Wonder Woman defends Hera from The First One, who slaps Hera off panel. She responds to his violence: “judging by what I saw…you have this coming”. She then wastes no time in fighting The First One off. Her actions raise ideas about protecting elders, women, and children from violence.
Orion fights for different reasons. He has a mission and is ruthless. Wonder Woman states that he fights “like an animal”. This shows the difference between Wonder Woman and other brawlers in comic books. She fights to protect, and does not use excessive violence.
Ethics and Values
Wonder Woman’s actions prompt questions: is violence an acceptable response to protect those in danger? Or does more violence just extend a cycle of fighting?
Despite being an action fueled comic book, Wonder Woman #21 makes a statement about violence toward elders, woman, and children – under no circumstance should it be tolerated. Orion even states, when attacking The First One “you’ve made a huge mistake”.
The characters in the comic book certainly don’t fit with pure, non-violent philosophies, and are an example of the ongoing problem of using violence to stop violence – particularly Orion. But the comic itself stands up as critical of larger problems in our society.
Wonder Woman #21 could align with the third principal of non-violence written by Martin Luther King Jr in his first book, Stride Toward Freedom: “attack forces of evil, not persons doing evil” is the third of six principals. The comic attacks tolerance of violence. The comic also judges the perpetrators of violence – they are as misguided as the villain, The First One, who lets his past trauma dictate his actions as an adult.

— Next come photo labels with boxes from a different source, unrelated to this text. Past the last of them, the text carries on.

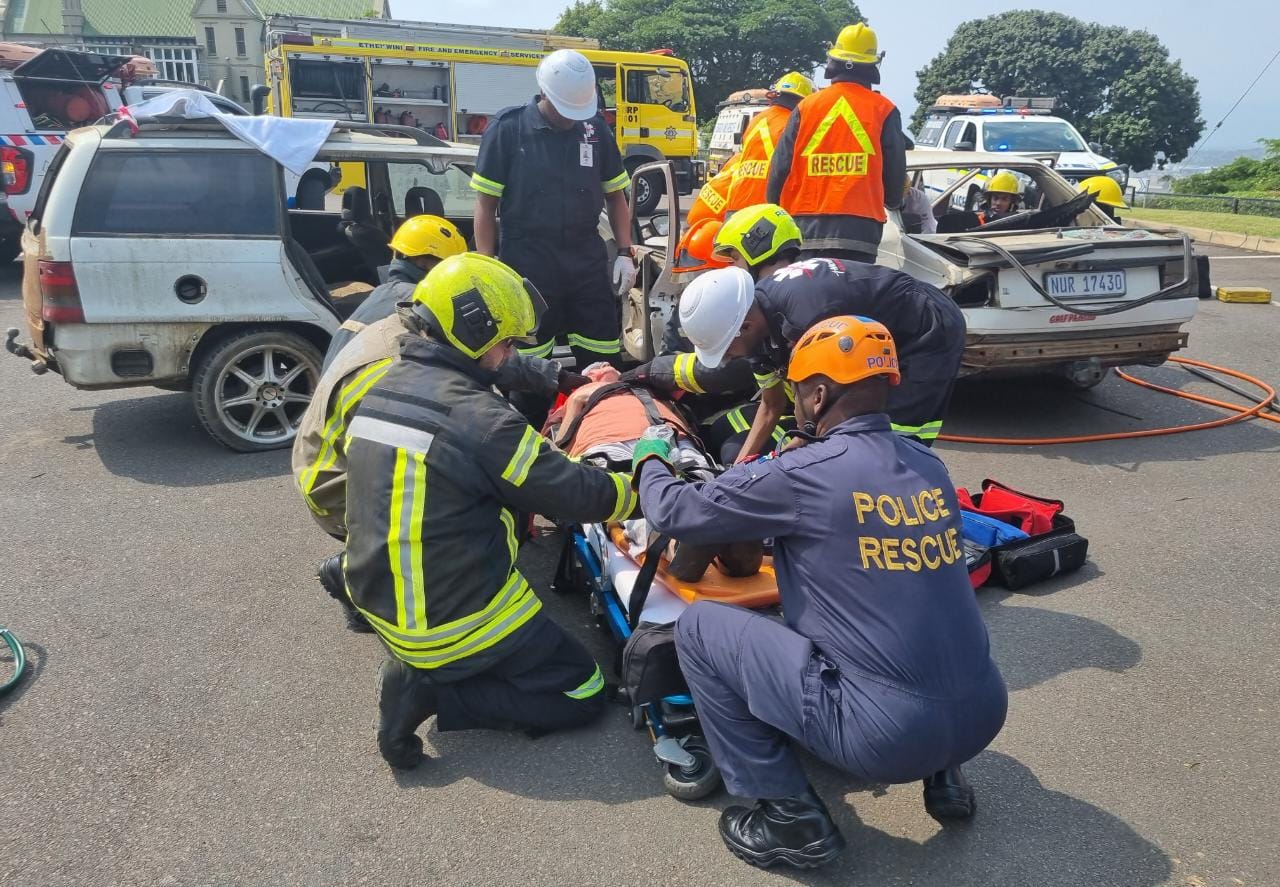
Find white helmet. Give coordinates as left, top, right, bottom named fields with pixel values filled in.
left=680, top=268, right=755, bottom=369
left=538, top=50, right=596, bottom=120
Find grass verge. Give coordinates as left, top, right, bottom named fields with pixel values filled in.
left=1121, top=207, right=1280, bottom=237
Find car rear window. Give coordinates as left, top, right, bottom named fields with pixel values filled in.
left=915, top=116, right=947, bottom=147
left=72, top=150, right=279, bottom=237
left=27, top=142, right=72, bottom=232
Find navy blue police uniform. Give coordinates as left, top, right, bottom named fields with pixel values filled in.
left=639, top=413, right=1007, bottom=799
left=471, top=99, right=631, bottom=366
left=755, top=259, right=965, bottom=447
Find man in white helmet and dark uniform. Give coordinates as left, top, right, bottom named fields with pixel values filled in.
left=471, top=50, right=636, bottom=424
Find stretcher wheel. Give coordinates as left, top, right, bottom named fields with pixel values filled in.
left=662, top=736, right=721, bottom=801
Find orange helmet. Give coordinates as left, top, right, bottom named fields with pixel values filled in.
left=787, top=315, right=902, bottom=385
left=671, top=219, right=728, bottom=274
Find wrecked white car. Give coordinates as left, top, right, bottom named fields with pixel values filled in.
left=622, top=150, right=1199, bottom=387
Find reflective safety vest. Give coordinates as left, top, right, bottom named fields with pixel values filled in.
left=727, top=105, right=791, bottom=212
left=781, top=83, right=893, bottom=223
left=685, top=154, right=742, bottom=222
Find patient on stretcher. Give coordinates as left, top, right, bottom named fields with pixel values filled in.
left=544, top=365, right=764, bottom=582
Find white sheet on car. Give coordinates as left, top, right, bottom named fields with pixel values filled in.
left=122, top=90, right=335, bottom=175
left=582, top=523, right=689, bottom=625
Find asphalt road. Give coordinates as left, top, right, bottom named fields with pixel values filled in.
left=0, top=247, right=1280, bottom=887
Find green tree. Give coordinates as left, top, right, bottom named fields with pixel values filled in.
left=913, top=10, right=1204, bottom=170
left=1174, top=138, right=1280, bottom=195
left=554, top=0, right=864, bottom=120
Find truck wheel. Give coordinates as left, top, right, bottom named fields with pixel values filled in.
left=192, top=330, right=323, bottom=453
left=631, top=173, right=662, bottom=215
left=0, top=234, right=22, bottom=265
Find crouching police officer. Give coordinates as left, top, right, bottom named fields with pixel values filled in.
left=344, top=253, right=635, bottom=768
left=635, top=316, right=1007, bottom=868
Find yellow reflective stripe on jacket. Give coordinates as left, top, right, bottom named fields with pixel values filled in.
left=890, top=419, right=942, bottom=440
left=751, top=371, right=782, bottom=392
left=672, top=355, right=707, bottom=394
left=605, top=472, right=639, bottom=521
left=471, top=173, right=507, bottom=197
left=361, top=571, right=543, bottom=668
left=502, top=425, right=543, bottom=486
left=604, top=170, right=631, bottom=195
left=298, top=357, right=393, bottom=516
left=564, top=666, right=604, bottom=699
left=568, top=333, right=622, bottom=355
left=724, top=407, right=751, bottom=431
left=387, top=449, right=426, bottom=630
left=498, top=508, right=520, bottom=563
left=516, top=342, right=556, bottom=357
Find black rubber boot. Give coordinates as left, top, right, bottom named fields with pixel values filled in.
left=721, top=786, right=845, bottom=869
left=316, top=552, right=374, bottom=635
left=378, top=659, right=436, bottom=771
left=924, top=767, right=978, bottom=822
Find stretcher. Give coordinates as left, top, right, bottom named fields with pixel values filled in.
left=544, top=376, right=778, bottom=800
left=553, top=521, right=778, bottom=800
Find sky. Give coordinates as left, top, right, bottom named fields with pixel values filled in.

Cassandra, who allows The First One to strike Hera without comment, also lets her past influence her choices. Cassandra lets The First One threaten Hera – bystanders who let violence happen are therefore also making a mistake.
A bit more on Wonder Woman #21
Historically, Wonder Woman has had key moments of being a role model. I think that her defense of Zolo, Hera, and the Baby Zeke show courage that can be looked up to.